Spire: Intrusion-Tolerant SCADA for the Power Grid

Deployment Overview

A Spire deployment includes: SCADA Master replicas, Prime daemons, Spines daemons, PLC/RTU proxies, real or emulated PLCs and/or RTUs, and HMIs. These components can be distributed over multiple sites connected by a wide-area network, over multiple logical sites within a local-area network (with or without emulated wide-area latency) or as a single site in a local-area network.

We typically deploy Spire with SCADA Master replicas distributed across several sites. For each SCADA master replica, we also deploy a Prime daemon that the SCADA master connects to. Each SCADA master is located on the same machine as its Prime daemon and connects to it via IPC.

Communication in the system occurs over two Spines overlay networks: an external network and an internal network. The external network is used for communication between the SCADA Master replicas and the PLC/RTU proxies and the HMIs. The internal network is used for communication among the SCADA Master replicas (and their Prime daemons). External and internal Spines daemons can be deployed on the same machines but use different ports.

We distinguish between two types of sites that can contain SCADA Master replicas: control centers and data centers. This is because power grid control centers with full capabilities for controlling PLCs and RTUs are generally expensive, and utility companies are unlikely to deploy more than two. To support the desired resilience with only two control centers, we allow additional sites to be added as data-center sites that do not control PLCs or RTUs.

In each site that contains SCADA Master replicas (including both control centers and data centers), we typically deploy one Spines daemon that participates in the internal network to connect the replicas in that site to the other sites. In each control-center site, we additionally deploy a Spines daemon that participates in the external network to connect the replicas in that site to the proxies and HMIs.

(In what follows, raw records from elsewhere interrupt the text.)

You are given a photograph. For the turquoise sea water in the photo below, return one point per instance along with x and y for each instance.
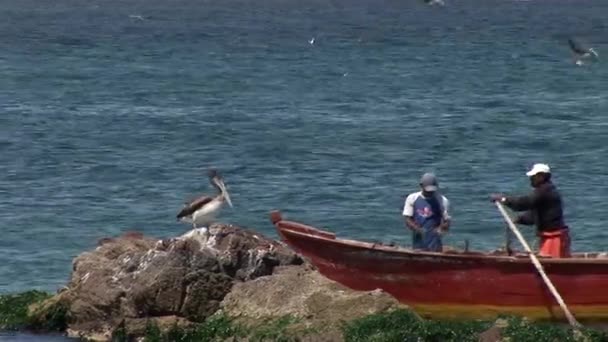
(109, 120)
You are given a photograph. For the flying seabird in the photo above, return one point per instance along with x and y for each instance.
(203, 210)
(435, 2)
(581, 51)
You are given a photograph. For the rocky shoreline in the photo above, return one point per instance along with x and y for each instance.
(229, 284)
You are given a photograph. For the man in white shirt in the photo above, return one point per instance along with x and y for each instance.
(426, 214)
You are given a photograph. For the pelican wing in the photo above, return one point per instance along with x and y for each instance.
(193, 206)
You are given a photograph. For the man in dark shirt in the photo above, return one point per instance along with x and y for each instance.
(542, 207)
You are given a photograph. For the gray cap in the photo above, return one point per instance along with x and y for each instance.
(428, 182)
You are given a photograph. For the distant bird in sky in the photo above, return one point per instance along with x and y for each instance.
(203, 210)
(581, 51)
(434, 2)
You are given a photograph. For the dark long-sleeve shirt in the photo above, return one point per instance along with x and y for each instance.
(542, 207)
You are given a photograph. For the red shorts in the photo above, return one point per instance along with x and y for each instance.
(555, 244)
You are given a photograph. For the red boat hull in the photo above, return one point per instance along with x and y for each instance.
(456, 285)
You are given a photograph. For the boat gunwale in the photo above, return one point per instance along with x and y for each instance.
(362, 245)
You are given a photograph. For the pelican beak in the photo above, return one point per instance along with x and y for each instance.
(220, 184)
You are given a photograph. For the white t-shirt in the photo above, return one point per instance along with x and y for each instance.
(408, 207)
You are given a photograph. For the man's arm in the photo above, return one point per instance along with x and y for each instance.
(522, 203)
(446, 219)
(526, 218)
(408, 213)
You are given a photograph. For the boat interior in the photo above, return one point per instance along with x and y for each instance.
(277, 219)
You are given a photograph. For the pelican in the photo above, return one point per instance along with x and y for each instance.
(203, 210)
(582, 52)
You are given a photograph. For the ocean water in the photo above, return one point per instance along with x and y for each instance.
(111, 112)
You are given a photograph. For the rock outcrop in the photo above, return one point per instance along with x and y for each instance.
(303, 293)
(129, 279)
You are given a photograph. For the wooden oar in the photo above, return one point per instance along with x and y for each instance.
(538, 266)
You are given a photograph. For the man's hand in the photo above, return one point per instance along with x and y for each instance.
(497, 197)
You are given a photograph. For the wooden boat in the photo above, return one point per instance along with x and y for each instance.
(457, 284)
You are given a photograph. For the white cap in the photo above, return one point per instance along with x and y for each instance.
(538, 168)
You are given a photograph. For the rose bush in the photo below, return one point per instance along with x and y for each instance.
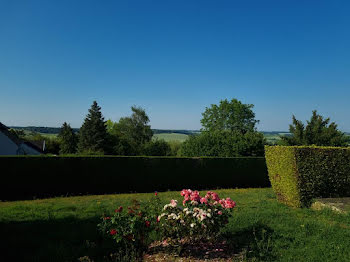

In the normal flow of the system, there are two main types of events: HMI commands and PLC/RTU updates. When an HMI command is initiated (e.g. a user clicks a button to make a change), the command is sent to the control-center SCADA Master replicas over the external Spines network. The SCADA Master replicas pass the command to their Prime daemons, which disseminate it to the data-center Prime daemons and execute a Byzantine-fault-tolerant agreement protocol to agree on the command. When the Prime daemons have agreed on the command, they pass it back to their SCADA Masters. The SCADA Masters then execute a threshold signing procedure on the command (so that the PLC/RTU proxy can verify that a sufficient number of replicas agreed on the command by verifying a single signature on a single message). The control-center SCADA Masters then send the threshold-signed command to the PLC/RTU proxies. The proxies verify that the command has a valid threshold signature and then pass it on to the PLC(s) or RTU(s).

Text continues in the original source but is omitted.